Maybe it was caused by my Unraid Docker Containers being backed up each night. So they are all stopped and then started within about 12minutes. I do get a flapping warning from arpwatch each night when this occurs. Perhaps that was the cause of the initial crash?
-
I doubt it. But it's unclear what actually triggers it since most users never hit it.
-
@stephenw10 said in Pfsense crashing randomly pfsnese plus 24.03:
Yup let us know if disabling
net.inet.tcp.sack.enable
works to prevent it.For reference that looks like:
It works. I had random crashes, but once I added "net.inet.tcp.sack.enable=0", I haven't experienced any crashes.
-
Great. That should be patched in the next release.
-
I wonder if this is what hit me the other day.
Will post the dumps to see if they are of any use.
Will upgrading to 24.11 fix this? I normally just update the system patches (currently 2.2.11_17)
Thanks
Rob
info.0 -
Upgrading to latest version always recommended.
or you can try adding this entry in System Tunnable : "net.inet.tcp.sack.enable=0"
I am running 24.11 - Pretty solid
-
@enthu19 well 24.03 was until it wasn’t. 6 months ish uptime from memory and then I suspect the ISP changed my WAN IP (PPPOE) and I got a page fault. Thought updating the system packages was an alternative to doing a full upgrade.
Was this system tunable added to 24.11 otherwise I don’t see how upgrading will help with my problem. -
@hulleyrob
no, I added System Tunnable entry in 24.03, -
@hulleyrob The sysctl above avoids a bug with selective ACK that's been fixed in 24.11.
However, the backtrace in your dump does not match that problem. In fact, it doesn't match any known problem. Or has any useful hints about what the problem could be.
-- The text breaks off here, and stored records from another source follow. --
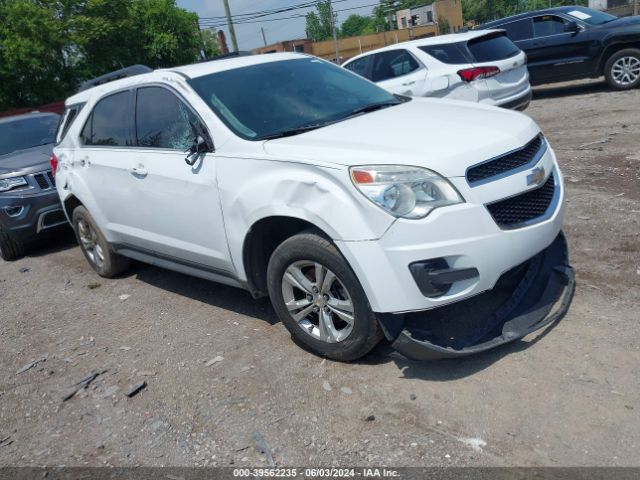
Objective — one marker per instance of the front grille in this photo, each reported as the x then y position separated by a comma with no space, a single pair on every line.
41,181
507,162
514,211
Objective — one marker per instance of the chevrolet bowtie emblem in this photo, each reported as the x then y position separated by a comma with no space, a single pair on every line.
536,177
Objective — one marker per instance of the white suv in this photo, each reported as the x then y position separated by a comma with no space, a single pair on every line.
361,214
479,66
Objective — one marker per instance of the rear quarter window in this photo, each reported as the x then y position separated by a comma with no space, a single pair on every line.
69,115
518,30
491,48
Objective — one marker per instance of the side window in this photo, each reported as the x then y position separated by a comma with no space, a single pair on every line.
164,121
520,30
548,25
68,117
108,124
395,63
360,66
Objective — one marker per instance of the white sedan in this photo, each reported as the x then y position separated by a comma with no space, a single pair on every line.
477,66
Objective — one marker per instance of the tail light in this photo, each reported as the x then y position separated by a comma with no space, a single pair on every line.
471,74
54,164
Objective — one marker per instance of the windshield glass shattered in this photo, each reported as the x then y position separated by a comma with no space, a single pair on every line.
288,97
24,133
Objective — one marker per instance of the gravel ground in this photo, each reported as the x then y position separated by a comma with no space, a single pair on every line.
225,385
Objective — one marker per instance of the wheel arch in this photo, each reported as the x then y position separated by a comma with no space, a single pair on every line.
612,49
262,238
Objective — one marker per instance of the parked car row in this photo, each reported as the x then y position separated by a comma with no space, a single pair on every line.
29,203
362,214
569,43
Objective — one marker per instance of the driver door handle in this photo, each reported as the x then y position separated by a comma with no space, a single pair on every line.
139,171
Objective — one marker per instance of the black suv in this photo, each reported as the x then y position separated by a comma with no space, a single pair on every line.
29,203
568,43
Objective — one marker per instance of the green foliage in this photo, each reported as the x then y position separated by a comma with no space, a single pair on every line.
320,25
357,25
211,46
47,47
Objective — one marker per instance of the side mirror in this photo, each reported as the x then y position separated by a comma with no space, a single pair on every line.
199,147
572,27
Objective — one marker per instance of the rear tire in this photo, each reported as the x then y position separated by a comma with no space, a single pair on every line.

Does this problem happen regularly? Is it always the same backtrace?In any event, upgrading to the latest version is always a good idea.
-
@kprovost nope can’t remember the last time I had a crash I think none since I got the 6100.
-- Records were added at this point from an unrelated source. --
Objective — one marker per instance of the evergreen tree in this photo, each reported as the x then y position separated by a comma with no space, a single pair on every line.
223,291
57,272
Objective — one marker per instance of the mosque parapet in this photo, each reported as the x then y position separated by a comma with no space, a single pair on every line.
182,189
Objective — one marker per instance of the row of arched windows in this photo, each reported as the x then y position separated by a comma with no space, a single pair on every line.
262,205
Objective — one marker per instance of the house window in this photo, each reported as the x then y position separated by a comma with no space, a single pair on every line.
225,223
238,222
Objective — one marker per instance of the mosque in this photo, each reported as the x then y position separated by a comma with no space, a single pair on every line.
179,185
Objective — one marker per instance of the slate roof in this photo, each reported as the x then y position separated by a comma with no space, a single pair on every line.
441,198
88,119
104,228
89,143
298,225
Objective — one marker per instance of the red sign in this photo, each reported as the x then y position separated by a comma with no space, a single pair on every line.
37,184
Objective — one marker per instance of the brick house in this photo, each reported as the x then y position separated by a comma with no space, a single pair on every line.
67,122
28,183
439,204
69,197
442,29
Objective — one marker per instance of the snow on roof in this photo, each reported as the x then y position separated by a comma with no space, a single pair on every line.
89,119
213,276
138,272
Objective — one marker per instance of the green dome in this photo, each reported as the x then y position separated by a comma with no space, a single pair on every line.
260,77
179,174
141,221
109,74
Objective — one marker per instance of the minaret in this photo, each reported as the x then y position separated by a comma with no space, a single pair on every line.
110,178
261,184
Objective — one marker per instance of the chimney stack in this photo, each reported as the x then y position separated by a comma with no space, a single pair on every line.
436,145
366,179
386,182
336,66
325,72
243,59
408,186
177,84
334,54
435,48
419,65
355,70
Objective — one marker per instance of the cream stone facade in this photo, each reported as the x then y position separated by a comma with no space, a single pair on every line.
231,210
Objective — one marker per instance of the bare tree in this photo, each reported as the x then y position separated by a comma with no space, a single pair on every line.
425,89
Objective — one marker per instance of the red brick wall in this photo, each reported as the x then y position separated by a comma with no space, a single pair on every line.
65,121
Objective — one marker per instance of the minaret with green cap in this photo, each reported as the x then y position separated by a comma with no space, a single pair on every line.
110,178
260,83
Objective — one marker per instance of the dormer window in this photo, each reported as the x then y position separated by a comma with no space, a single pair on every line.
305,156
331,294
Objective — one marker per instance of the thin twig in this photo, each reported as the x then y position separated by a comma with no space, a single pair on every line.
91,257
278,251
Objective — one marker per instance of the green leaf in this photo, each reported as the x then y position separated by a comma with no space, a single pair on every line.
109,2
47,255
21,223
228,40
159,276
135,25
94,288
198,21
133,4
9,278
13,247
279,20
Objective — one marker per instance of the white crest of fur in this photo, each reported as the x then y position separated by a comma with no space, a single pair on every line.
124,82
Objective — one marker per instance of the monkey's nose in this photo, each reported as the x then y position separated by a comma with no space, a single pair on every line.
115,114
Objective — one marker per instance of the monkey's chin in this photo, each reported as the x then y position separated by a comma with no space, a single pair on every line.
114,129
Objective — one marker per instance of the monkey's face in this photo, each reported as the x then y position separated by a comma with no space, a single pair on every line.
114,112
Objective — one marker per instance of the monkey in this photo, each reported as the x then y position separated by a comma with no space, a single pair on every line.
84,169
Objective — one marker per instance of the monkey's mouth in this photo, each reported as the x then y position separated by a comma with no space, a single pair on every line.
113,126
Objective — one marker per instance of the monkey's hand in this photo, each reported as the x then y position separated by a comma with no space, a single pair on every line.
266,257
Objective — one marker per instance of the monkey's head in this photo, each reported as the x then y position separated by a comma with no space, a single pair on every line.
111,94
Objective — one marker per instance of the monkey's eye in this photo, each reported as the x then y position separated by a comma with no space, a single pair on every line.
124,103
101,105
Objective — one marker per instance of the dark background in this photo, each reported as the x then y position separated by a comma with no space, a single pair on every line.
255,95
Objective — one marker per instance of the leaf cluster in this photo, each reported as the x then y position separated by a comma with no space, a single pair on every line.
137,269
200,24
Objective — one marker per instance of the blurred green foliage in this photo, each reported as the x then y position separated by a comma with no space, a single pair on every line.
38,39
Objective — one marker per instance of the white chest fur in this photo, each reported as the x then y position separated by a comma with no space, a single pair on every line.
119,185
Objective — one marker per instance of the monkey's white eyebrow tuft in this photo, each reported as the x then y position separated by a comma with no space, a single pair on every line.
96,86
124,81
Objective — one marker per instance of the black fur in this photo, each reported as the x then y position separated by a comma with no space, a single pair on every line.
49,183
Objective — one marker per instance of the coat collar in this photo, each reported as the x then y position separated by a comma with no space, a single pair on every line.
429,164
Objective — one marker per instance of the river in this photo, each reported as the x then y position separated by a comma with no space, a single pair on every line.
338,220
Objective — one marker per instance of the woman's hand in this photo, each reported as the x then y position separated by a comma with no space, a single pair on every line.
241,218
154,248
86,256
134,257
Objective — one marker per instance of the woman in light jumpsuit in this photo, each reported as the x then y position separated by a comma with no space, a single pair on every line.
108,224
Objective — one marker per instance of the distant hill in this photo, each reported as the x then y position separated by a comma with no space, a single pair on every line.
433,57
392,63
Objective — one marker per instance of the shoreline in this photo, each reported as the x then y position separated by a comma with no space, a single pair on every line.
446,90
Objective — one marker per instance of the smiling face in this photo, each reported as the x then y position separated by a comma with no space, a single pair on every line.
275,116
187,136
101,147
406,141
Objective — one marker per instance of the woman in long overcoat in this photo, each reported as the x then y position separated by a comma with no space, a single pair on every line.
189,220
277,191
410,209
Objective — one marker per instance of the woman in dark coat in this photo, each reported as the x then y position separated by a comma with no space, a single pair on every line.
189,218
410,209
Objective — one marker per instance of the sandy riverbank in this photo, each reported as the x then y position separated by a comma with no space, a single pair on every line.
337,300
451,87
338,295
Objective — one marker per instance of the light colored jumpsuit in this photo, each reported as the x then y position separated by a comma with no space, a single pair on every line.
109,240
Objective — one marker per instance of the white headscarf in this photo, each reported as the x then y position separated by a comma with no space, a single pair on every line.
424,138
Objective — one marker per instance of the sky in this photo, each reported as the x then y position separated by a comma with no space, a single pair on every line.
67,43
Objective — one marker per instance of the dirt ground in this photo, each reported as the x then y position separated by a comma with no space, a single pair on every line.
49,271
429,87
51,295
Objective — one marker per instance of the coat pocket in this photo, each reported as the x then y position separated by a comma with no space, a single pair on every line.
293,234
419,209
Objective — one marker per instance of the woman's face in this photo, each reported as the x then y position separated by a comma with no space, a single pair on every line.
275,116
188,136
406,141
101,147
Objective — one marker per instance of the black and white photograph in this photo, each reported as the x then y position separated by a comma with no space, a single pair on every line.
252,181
I’ve preferred the system update route since it was added to avoid the downtime of a full system update. I thought they would leave the system in the same state code wise and only upgraded to 24.03 for something but can’t remember what it was maybe a WireGuard update?
I did hold of on 24.11 on purpose due to the high cpu usage reports initially.